Researchers from the University of Maryland have found that the effects of alcohol intoxication, like slurred speech and sedation, are due to the breakdown of alcohol products in the brain rather than the liver.
The liver is known as the main organ that metabolizes alcohol. Via an enzyme called alcohol dehydrogenase, it converts alcohol into a toxic compound known as acetaldehyde. This substance is then broken down into acetate, a more benign substance, by another enzyme known as acetaldehyde dehydrogenase 2 (ALDH2).
Until now, researchers have considered alcohol and acetaldehyde to be important in triggering the cognitive impairment associated with ‘getting drunk’. Meanwhile, acetate has been considered as unimportant. Researchers also had little idea how alcohol was metabolized in the brain.
To understand these mechanisms better, the researchers investigated the distribution of the ALDH2 enzyme in the cerebellum (the part of the brain that controls balance and motor coordination) via magnetic resonance scanners in both mice and human tissue.
In doing so, they found that the enzyme was present in the cerebellum inside astrocytes (cells that regulate the transmission of electrical impulses in the brain) in both humans and mice. Further investigation found that this enzyme was implicated in the conversion of acetaldehyde into acetate in the brain.
They also found that acetate interacted with messenger signals called GABA, which have an inhibitory effect on the nervous system. This inhibition is known to cause drowsiness, impaired coordination and lower feelings of inhibition. To see how much of an impact this enzyme had on intoxicated behavior, the researchers removed ALDH2 from astrocytes in mice. In doing so, they noted the mice became resistant to motor impairment from alcohol consumption.
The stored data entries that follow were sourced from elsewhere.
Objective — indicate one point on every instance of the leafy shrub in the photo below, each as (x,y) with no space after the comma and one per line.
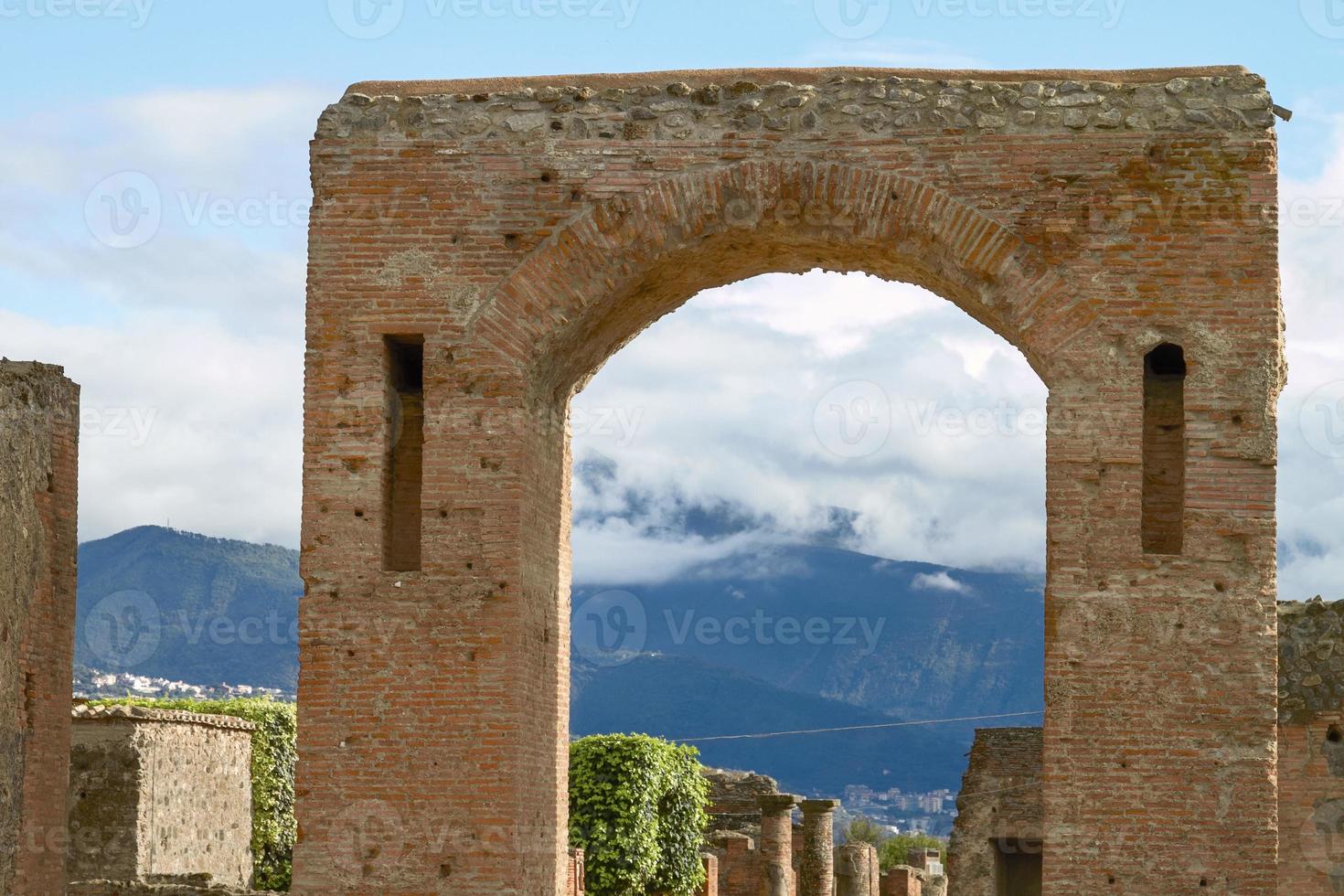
(897,849)
(864,830)
(272,776)
(637,809)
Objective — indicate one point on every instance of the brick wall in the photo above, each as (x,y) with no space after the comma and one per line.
(1310,749)
(39,432)
(998,809)
(525,229)
(159,795)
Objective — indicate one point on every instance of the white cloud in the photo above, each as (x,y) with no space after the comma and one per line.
(938,581)
(958,480)
(1310,464)
(182,422)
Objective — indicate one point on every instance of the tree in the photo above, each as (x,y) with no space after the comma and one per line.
(864,830)
(637,810)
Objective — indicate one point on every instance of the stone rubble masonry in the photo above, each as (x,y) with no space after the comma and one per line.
(816,876)
(1000,804)
(1310,747)
(188,885)
(777,842)
(902,880)
(523,229)
(159,795)
(735,799)
(574,876)
(39,435)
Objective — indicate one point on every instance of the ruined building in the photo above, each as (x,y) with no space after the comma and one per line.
(39,434)
(997,840)
(480,248)
(160,795)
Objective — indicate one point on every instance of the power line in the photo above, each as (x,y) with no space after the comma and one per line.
(1003,790)
(890,724)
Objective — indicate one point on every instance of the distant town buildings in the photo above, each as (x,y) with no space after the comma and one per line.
(932,813)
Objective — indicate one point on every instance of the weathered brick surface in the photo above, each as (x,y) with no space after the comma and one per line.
(902,880)
(528,229)
(39,434)
(998,807)
(1310,749)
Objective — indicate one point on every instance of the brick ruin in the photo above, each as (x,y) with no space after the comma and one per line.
(480,248)
(755,848)
(1310,749)
(160,795)
(997,842)
(39,434)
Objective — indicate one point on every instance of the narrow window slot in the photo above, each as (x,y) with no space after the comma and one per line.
(1164,450)
(405,463)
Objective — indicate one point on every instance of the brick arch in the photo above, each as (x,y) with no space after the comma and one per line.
(632,258)
(522,229)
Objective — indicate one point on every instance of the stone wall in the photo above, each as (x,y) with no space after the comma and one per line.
(157,793)
(1310,749)
(522,229)
(39,432)
(998,812)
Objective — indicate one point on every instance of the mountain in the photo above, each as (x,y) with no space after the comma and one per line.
(187,607)
(788,638)
(684,699)
(910,640)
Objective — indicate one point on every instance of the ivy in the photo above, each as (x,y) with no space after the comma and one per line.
(637,809)
(272,776)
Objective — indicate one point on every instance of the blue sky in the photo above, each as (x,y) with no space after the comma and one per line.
(190,343)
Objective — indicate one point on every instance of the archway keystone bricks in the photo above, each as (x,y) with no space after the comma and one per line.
(508,235)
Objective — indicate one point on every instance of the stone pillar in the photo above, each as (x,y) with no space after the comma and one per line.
(39,446)
(817,878)
(777,842)
(901,880)
(854,869)
(711,875)
(574,885)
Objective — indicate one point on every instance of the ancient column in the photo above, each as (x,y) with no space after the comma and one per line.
(39,448)
(817,878)
(777,842)
(854,869)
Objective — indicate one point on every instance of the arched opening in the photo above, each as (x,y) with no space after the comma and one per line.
(806,503)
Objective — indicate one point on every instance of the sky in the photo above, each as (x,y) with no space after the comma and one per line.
(186,331)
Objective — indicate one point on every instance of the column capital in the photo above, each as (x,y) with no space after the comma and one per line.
(814,806)
(778,802)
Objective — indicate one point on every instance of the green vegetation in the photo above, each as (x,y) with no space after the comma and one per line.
(272,774)
(637,809)
(895,850)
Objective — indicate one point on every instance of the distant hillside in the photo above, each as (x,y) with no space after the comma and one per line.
(925,641)
(180,606)
(677,698)
(905,641)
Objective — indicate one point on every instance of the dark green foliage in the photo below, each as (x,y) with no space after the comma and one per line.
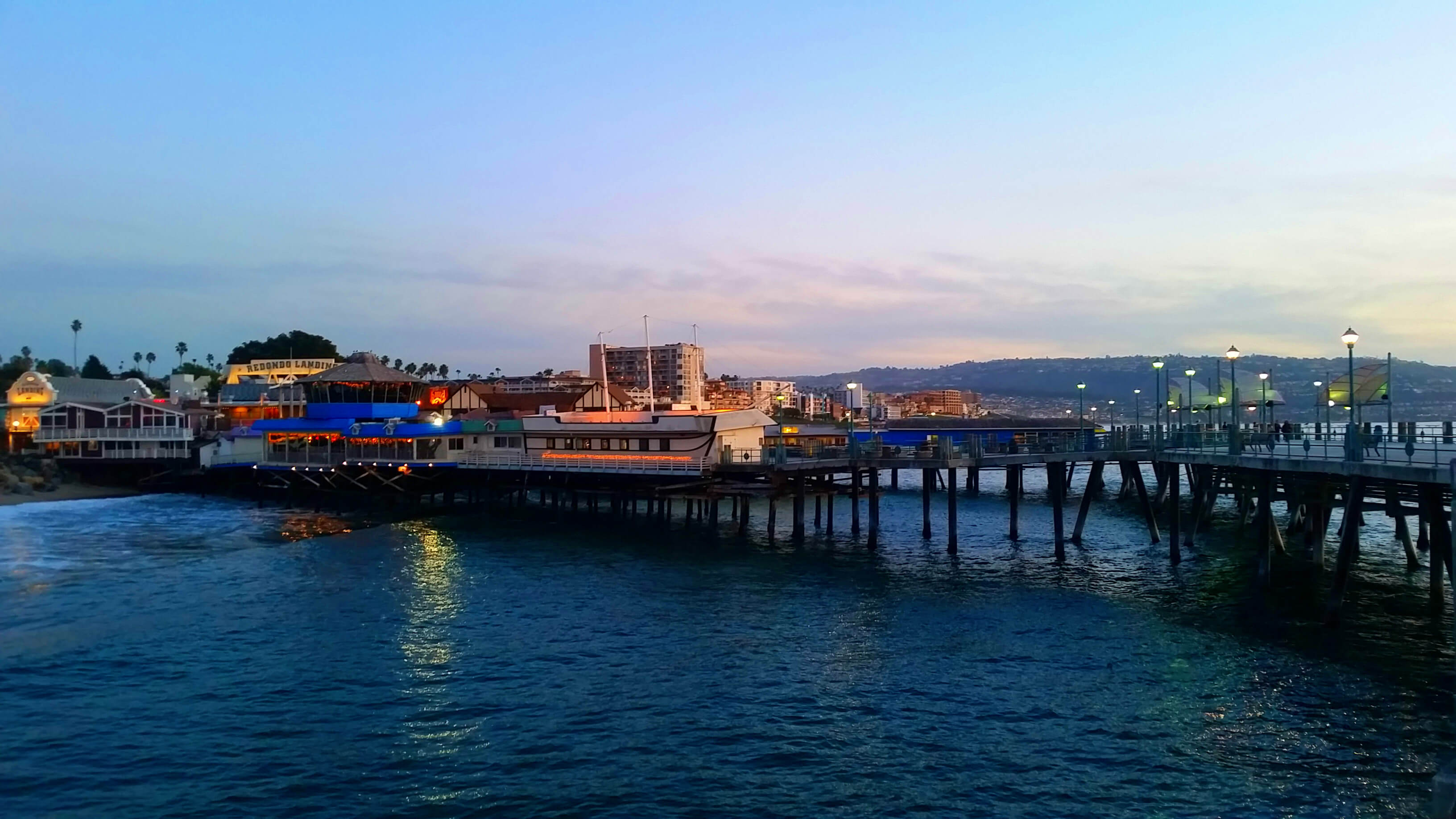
(296,344)
(94,369)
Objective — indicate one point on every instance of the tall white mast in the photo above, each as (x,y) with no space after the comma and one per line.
(606,382)
(650,393)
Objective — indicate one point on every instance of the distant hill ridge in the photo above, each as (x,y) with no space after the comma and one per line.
(1058,378)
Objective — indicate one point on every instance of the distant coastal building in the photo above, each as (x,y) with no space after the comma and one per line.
(678,375)
(765,393)
(34,393)
(724,397)
(276,371)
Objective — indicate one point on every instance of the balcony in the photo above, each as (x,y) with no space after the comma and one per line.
(112,433)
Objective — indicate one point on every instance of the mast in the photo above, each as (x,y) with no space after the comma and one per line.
(651,394)
(606,382)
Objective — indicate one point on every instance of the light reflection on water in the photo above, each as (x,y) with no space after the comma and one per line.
(538,666)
The researchers also noted that ALDH2 was present in other areas of the brain responsible for emotional regulation and decision making, including the hippocampus, amygdala and prefrontal cortex.
All in all, the findings suggest that certain brain regions are important for alcohol metabolism and that abnormalities in enzyme production in these regions are associated with effects related to alcohol misuse. They also suggest that acetate produced in the brain works differently to that produced in the liver when considering motor and cognitive function.
“Our next step is to determine whether these mechanisms observed in mice also exist in people,” says Dr. Qi Cao, one of the study’s authors. “We would like to know whether alcohol metabolism is directly regulated in the human brain. If further research confirms this to be the case, it could lead to potential new targets for treating alcohol use disorder.